[Web4lib] Re: Google Search Appliance and OPACs

Thu Feb 7 05:23:13 EST 2008

Dears,

we did something like this. We dumped our catalog 
(http://aleph.vkol.cz, cca 1 mil. of records) 
into static html pages, so crawlers could come 
and take them. Every static page has a link to 
the live record in the catalog.

Firstly we built a tree structure between all 
records, so robots would start at home page 
(http://aleph.vkol.cz/pub) and find the rest of 
records, this proved ok, but took Google cca 2 
months to get all the records.

So we switched to sitemap solution 
(http://aleph.vkol.cz/sitemap.xml) and Google 
crawled/indexed everything in 2 weeks.

Some stats say we got cca 2000 new visitors every 
day with 80% bounce rate.
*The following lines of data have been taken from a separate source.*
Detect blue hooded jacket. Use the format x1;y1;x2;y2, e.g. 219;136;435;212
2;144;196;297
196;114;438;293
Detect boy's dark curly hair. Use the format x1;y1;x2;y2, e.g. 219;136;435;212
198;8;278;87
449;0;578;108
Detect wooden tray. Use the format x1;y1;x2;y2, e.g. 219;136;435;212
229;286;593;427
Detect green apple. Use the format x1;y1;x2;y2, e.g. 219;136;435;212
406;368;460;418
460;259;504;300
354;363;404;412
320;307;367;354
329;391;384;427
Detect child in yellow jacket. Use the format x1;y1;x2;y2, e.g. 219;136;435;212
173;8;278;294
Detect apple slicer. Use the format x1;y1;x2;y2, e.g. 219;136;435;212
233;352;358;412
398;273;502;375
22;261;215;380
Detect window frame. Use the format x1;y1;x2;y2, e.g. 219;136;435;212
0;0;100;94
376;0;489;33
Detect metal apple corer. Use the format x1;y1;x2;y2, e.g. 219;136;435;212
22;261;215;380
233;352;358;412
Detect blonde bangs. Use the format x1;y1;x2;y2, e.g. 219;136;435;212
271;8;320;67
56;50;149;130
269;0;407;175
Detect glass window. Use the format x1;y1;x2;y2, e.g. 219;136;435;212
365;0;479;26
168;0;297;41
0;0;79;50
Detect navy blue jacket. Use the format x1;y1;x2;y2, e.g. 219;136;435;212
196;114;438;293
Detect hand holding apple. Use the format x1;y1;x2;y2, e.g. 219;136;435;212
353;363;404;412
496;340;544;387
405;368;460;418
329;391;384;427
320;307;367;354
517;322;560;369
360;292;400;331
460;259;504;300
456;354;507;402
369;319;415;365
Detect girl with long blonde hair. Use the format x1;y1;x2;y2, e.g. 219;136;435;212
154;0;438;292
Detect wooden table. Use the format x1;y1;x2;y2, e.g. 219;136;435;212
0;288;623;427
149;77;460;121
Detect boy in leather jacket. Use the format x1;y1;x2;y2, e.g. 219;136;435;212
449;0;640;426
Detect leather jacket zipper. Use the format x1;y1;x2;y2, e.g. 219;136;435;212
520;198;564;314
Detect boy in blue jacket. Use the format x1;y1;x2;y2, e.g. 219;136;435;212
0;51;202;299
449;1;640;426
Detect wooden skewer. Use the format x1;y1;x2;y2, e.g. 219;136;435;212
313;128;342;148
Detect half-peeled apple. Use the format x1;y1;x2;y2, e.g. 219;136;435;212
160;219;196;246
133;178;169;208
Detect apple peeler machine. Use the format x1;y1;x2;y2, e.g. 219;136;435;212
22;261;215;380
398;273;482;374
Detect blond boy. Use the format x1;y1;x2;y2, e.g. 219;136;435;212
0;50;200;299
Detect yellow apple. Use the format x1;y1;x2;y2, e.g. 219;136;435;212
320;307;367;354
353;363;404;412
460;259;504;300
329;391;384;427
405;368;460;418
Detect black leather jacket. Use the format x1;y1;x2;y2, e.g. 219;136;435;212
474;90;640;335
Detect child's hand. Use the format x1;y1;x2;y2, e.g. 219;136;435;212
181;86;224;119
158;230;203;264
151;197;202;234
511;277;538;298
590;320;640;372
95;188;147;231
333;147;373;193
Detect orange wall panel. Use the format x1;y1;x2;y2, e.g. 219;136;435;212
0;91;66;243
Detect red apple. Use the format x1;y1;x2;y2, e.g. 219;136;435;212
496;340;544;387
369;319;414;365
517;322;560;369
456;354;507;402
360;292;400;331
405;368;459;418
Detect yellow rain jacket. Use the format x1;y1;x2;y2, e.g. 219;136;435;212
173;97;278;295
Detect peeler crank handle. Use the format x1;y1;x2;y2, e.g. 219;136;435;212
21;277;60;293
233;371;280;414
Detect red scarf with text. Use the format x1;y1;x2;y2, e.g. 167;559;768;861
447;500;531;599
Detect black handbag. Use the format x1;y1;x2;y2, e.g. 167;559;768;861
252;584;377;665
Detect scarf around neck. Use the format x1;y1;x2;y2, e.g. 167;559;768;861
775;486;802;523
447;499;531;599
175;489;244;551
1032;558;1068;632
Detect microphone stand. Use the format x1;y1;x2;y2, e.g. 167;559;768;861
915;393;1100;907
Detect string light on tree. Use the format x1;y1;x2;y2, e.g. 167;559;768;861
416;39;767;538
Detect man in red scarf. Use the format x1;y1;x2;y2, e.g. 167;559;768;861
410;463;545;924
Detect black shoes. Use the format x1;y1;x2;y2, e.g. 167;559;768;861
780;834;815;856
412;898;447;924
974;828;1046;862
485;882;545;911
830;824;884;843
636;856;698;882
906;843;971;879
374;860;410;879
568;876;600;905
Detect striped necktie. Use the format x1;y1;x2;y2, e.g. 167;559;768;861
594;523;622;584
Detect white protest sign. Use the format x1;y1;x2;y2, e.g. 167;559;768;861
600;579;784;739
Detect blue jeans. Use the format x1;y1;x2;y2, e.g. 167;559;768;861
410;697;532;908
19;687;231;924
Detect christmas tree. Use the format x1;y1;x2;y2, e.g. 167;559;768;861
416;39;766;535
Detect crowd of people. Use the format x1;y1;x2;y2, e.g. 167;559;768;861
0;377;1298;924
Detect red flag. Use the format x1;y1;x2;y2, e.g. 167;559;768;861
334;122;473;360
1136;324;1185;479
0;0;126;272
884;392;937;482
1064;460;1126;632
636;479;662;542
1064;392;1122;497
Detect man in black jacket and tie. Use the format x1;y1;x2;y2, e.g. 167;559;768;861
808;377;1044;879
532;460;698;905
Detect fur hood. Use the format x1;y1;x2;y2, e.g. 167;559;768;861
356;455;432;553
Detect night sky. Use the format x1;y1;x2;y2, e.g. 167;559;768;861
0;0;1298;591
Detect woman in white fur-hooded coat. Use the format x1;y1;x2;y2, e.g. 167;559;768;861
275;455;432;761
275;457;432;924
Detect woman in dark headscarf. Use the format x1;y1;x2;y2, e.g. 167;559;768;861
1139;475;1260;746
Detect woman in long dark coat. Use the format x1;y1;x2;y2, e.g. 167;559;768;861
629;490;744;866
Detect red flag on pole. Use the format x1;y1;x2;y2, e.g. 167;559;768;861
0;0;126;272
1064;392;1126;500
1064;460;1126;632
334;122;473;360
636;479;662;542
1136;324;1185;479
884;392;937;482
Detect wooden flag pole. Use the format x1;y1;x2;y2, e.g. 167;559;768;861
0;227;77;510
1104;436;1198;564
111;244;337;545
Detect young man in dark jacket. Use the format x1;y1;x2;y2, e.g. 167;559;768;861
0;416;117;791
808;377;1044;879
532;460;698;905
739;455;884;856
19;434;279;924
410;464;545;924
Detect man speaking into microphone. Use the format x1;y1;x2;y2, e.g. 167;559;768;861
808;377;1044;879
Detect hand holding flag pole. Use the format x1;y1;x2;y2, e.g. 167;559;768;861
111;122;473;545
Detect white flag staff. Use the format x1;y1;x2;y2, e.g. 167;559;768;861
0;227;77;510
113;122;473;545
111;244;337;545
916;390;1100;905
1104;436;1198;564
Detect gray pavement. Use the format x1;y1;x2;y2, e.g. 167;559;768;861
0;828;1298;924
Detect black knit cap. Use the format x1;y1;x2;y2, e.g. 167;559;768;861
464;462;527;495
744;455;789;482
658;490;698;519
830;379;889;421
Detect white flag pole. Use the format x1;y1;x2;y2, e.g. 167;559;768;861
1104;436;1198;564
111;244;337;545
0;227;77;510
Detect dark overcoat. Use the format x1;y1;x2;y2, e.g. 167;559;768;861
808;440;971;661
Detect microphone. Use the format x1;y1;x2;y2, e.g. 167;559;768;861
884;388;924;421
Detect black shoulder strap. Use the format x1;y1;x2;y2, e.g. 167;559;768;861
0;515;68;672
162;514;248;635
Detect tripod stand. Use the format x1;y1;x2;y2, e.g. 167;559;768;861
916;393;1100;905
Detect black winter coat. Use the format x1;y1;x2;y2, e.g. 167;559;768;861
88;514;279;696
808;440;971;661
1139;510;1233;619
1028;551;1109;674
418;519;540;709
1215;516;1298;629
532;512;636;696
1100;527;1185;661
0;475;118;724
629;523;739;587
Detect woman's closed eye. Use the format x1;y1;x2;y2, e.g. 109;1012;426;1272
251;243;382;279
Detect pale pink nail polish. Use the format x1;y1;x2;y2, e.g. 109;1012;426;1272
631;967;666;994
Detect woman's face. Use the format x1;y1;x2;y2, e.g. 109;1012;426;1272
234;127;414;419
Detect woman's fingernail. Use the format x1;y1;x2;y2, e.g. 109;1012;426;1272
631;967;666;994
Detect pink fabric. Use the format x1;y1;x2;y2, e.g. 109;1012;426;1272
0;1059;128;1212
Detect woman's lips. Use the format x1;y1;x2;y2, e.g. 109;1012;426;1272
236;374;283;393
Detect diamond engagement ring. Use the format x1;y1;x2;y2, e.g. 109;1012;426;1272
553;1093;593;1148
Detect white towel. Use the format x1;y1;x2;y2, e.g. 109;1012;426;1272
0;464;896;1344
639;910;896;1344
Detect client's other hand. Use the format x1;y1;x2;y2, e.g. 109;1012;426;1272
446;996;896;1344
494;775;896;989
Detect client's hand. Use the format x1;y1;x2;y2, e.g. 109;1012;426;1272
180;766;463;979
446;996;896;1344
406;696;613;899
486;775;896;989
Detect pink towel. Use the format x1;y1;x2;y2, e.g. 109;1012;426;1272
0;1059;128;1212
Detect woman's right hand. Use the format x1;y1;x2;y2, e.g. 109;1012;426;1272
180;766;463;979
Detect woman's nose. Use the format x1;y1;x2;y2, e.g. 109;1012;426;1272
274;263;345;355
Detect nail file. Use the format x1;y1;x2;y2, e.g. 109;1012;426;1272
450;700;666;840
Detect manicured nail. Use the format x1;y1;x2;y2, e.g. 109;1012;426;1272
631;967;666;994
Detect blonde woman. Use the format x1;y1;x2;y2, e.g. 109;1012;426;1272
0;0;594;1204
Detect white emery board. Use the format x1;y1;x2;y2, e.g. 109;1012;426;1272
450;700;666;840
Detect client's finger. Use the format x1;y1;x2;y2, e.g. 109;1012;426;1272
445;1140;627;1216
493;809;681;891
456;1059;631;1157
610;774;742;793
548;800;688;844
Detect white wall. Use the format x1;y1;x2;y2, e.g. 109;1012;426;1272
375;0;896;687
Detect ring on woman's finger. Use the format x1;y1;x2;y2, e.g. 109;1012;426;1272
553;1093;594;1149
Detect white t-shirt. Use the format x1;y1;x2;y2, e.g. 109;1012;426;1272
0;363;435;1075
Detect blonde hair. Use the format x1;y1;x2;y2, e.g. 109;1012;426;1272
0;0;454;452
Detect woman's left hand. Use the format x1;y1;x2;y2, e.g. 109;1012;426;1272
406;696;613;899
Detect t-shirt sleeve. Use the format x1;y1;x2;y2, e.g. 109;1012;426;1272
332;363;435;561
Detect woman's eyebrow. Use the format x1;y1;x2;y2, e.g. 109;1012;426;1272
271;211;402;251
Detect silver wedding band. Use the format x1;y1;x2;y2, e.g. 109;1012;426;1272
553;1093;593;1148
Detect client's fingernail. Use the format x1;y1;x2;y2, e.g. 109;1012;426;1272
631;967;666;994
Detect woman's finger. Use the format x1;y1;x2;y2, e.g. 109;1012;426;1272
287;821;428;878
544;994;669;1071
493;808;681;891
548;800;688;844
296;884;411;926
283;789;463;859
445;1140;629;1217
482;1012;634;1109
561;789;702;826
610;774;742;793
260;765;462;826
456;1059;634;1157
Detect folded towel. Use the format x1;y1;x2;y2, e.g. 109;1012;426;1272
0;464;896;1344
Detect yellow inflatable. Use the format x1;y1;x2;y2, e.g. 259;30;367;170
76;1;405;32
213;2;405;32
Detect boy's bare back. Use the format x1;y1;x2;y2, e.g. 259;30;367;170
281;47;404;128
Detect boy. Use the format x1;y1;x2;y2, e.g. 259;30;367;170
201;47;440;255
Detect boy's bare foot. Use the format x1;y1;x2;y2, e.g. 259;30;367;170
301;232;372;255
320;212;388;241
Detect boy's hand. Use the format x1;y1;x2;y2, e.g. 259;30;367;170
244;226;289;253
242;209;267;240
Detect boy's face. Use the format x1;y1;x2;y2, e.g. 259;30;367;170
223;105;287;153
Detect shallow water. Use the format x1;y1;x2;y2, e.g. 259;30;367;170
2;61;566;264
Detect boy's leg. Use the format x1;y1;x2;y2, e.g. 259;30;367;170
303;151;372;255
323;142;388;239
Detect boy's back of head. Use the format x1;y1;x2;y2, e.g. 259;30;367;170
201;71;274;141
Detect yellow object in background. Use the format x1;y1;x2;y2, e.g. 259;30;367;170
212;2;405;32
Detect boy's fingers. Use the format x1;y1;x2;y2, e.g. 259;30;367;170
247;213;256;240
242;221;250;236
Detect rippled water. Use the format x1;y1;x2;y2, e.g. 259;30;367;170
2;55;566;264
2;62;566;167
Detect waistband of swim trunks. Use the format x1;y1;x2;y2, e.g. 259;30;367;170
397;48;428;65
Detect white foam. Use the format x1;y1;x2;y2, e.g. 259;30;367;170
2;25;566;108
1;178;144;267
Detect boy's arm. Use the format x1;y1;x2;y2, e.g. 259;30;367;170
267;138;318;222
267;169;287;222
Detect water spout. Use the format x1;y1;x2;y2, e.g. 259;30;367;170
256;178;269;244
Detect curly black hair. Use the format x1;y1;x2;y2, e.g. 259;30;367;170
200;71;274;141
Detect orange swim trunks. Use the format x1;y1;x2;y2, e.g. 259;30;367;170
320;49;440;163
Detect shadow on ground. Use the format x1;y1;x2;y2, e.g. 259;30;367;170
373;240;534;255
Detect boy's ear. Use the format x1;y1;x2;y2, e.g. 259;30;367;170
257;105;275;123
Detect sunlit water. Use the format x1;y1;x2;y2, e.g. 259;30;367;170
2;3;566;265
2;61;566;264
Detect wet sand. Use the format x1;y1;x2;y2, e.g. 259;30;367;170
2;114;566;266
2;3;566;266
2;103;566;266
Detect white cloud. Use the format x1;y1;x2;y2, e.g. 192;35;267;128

Obviously there are 
many follow-up questions (the world is not our 
target, so why to publish the catalog in Google 
instaed of local search engines etc.), but this 
was more or less just experiment.

Other crawlers (Yahoo, MSN) do not match Google 
performance and do not work with sitemap files 
efficiently.

BR, Martin

On 6 Feb 2008 at 21:27, Tim Spalding wrote:

> Has anyone tried just making a HUGE page of links and putting it
> somewhere Google will find it? Almost all OPACs allow direct links to
> records, by ISBN or something else. On a *few*-I've seen it on
> HiP-spidering this way causes serious sessions issues. (LibraryThing
> made this mistake once.) But it might be a way to get data into
> Google.
> 
> Tim

-- 
Ing. Martin Vojnar, Research Library Olomouc, 
Czech Republic
phone://+420 585 205 352
http://www.vkol.cz/